Julian Hibberd


Julian Michael Hibberd is a Professor of Photosynthesis at the University of Cambridge and a Fellow of Emmanuel College, Cambridge.

Education

Hibberd was educated at University of Wales, Bangor where he was awarded his first degree in 1991 followed by a PhD in 1994. His PhD thesis investigated the effects of elevated carbon dioxide on powdery mildew in barley and was supervised by John Farrar and Bob Whitbread.

Research and career

Following his PhD, Hibberd completed three years of postdoctoral research at the University of Sheffield with Paul Quick, Malcolm Press and Julie Scholes, investigating interactions between parasitic plants and their hosts. He moved to Cambridge to work with John C. Gray in 1997, and started his own group in 2000.
The Hibberd laboratory investigates the efficiency of the C₄ photosynthetic pathway, with the aim of understanding its repeated evolution and also contributing to improving crop productivity. Hibberd's research has been funded by the Bill and Melinda Gates Foundation the Biotechnology and Biological Sciences Research Council, the FP7 program of the European Union, and the European Research Council.
Hibberd is an Associate Editor of the scientific journal Plant Physiology.

Awards and honours

In 2008 Hibberd was named by the journal Nature as one of "Five crop researchers who could change the world" for his research that is attempting to replace C₃ carbon fixation in rice with C₄ carbon fixation.
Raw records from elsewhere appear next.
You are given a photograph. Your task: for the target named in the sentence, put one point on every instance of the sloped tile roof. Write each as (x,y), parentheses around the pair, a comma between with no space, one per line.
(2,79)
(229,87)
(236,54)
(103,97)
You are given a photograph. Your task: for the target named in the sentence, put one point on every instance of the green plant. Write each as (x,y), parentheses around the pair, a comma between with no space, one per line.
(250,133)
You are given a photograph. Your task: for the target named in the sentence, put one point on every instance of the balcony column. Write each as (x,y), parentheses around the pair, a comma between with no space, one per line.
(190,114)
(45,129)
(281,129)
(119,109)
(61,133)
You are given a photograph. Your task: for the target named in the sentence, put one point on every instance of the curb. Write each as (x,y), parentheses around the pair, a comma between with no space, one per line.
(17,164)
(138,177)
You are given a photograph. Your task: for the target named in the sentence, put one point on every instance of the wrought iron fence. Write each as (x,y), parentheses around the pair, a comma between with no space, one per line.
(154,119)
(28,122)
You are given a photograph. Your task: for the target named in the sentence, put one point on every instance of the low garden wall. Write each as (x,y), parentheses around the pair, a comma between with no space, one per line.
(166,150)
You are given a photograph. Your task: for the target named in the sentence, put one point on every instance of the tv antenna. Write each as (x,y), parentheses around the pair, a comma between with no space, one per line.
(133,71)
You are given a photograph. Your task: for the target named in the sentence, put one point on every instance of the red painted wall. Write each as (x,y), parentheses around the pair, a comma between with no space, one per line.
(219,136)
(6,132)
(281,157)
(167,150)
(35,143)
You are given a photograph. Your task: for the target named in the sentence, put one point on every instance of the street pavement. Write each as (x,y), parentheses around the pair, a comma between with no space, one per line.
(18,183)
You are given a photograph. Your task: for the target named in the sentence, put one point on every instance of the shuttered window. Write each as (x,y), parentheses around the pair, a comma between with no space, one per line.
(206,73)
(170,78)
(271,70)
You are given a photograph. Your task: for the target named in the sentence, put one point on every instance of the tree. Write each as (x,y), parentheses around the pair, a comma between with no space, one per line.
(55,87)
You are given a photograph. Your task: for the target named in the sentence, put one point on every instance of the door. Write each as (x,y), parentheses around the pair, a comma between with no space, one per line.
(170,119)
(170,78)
This would greatly increase the efficiency of photosynthesis and create a rice cultivar which could "have 50% more yield" which "would impact billions of people".
In 2000 Julian was awarded a BBSRC David Phillips Fellowship to investigate the role of photosynthesis in veins of C3 plants. In 2005 he was awarded a President's medal by the Society for Experimental Biology, and in 2007 The Melvin Calvin Award by the International Society of Photosynthesis Research.